Lightsey visited Ferguson in the first 21 days after Brown was killed, and again in November, on the day the grand jury decision was announced, she said. During her address, Lightsey showed footage she had taken during her visits. After seeing people being sprayed with pepper spray and tear gas, she said she thought, “not much has changed” since Selma.

“The connection can and should be made, from Dred Scott, to Selma, to Ferguson,” she said. “Black people in the United States have brought their demands before the legislative processes of our country. We must continue to push for justice through public policy, and I believe it is the work of activists then and now to see it to fruition.”

Several attendees said they were glad they were given the opportunity to have a conversation surrounding the civil rights movement, and they hope to make it a more prominent conversation among their peers.

Haley Jones, a graduate student in STH, said she agreed with the panelists’ belief that the church must take part in the civil rights conversation.

“We have to have those spaces in which we can have those really difficult conversations, and I don’t think we do that well yet,” she said. “There are so many ways that we can begin to do that, and we learn a lot of those here at the School of Theology.”

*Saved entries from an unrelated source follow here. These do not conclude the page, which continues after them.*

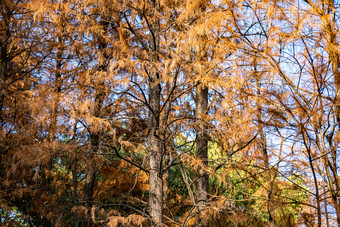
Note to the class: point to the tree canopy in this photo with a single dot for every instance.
(169, 113)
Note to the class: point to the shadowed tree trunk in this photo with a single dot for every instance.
(154, 143)
(202, 183)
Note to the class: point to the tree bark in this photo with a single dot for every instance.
(202, 182)
(154, 143)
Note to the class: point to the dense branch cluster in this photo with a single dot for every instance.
(169, 113)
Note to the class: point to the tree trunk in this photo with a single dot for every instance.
(202, 183)
(154, 143)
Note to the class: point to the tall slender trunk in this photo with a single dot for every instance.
(263, 147)
(154, 143)
(99, 98)
(334, 58)
(202, 182)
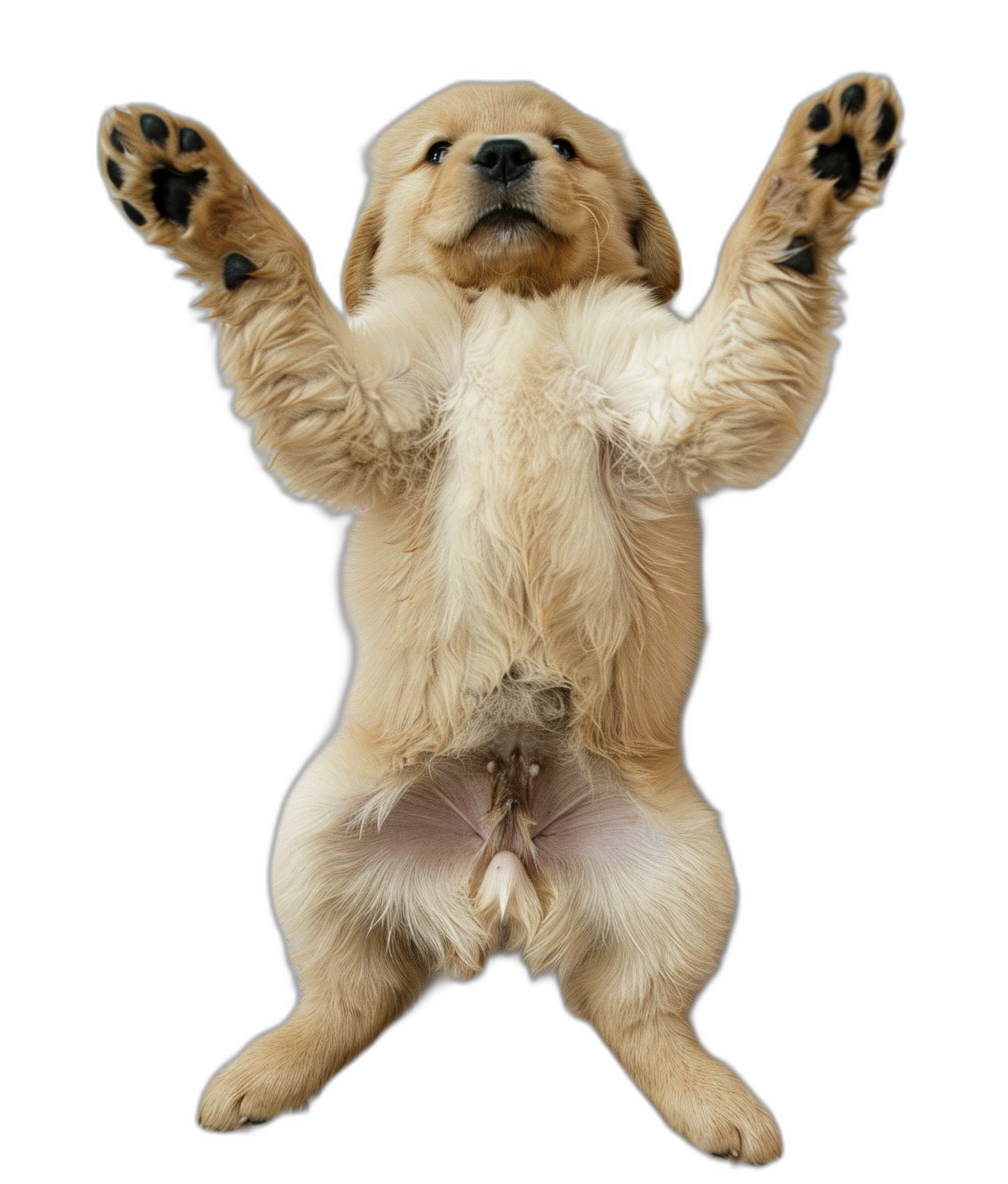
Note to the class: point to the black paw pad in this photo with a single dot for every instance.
(154, 128)
(886, 124)
(236, 270)
(841, 161)
(116, 174)
(800, 256)
(174, 192)
(190, 140)
(853, 98)
(819, 117)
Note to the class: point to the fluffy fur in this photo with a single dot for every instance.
(524, 429)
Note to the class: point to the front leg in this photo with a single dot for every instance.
(755, 361)
(331, 413)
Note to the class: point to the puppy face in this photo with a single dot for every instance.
(506, 186)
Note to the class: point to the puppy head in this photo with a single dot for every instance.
(506, 186)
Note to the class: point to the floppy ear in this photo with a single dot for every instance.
(655, 244)
(360, 257)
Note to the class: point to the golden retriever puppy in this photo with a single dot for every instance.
(524, 429)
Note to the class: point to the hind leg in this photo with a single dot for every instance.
(344, 1006)
(666, 927)
(355, 973)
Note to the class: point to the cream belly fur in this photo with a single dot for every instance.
(524, 430)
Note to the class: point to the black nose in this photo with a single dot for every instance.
(504, 160)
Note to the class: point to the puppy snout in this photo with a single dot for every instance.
(504, 160)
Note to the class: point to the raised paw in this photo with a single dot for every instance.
(174, 182)
(832, 163)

Ashley Johnson, 29, of Dorchester, said the panel discussion left the audience with the responsibility to step up and start the civil rights conversation among their own peers.

“I am an elementary school teacher, so this definitely has me thinking about what I do to teach our history,” she said. “I feel that very frequently we too, as teachers, are handed a curriculum of what we should teach and what we should read. There definitely needs to be a revolution of sorts in our schools and what is being taught in social studies classes and history classes, as well.”

Katie Omberg, a second-year graduate student in STH, said the people of the technological generation must figure out how they are going to be activists and speak out in favor of civil rights.

“Because this is the first generation to do this [activism] work with the Internet, we are still finding what our footing is,” she said. “There is a lot of talk about civil rights and about racism in the classroom, but there is not a lot of talk about the action items and what we are actually going to do about that.”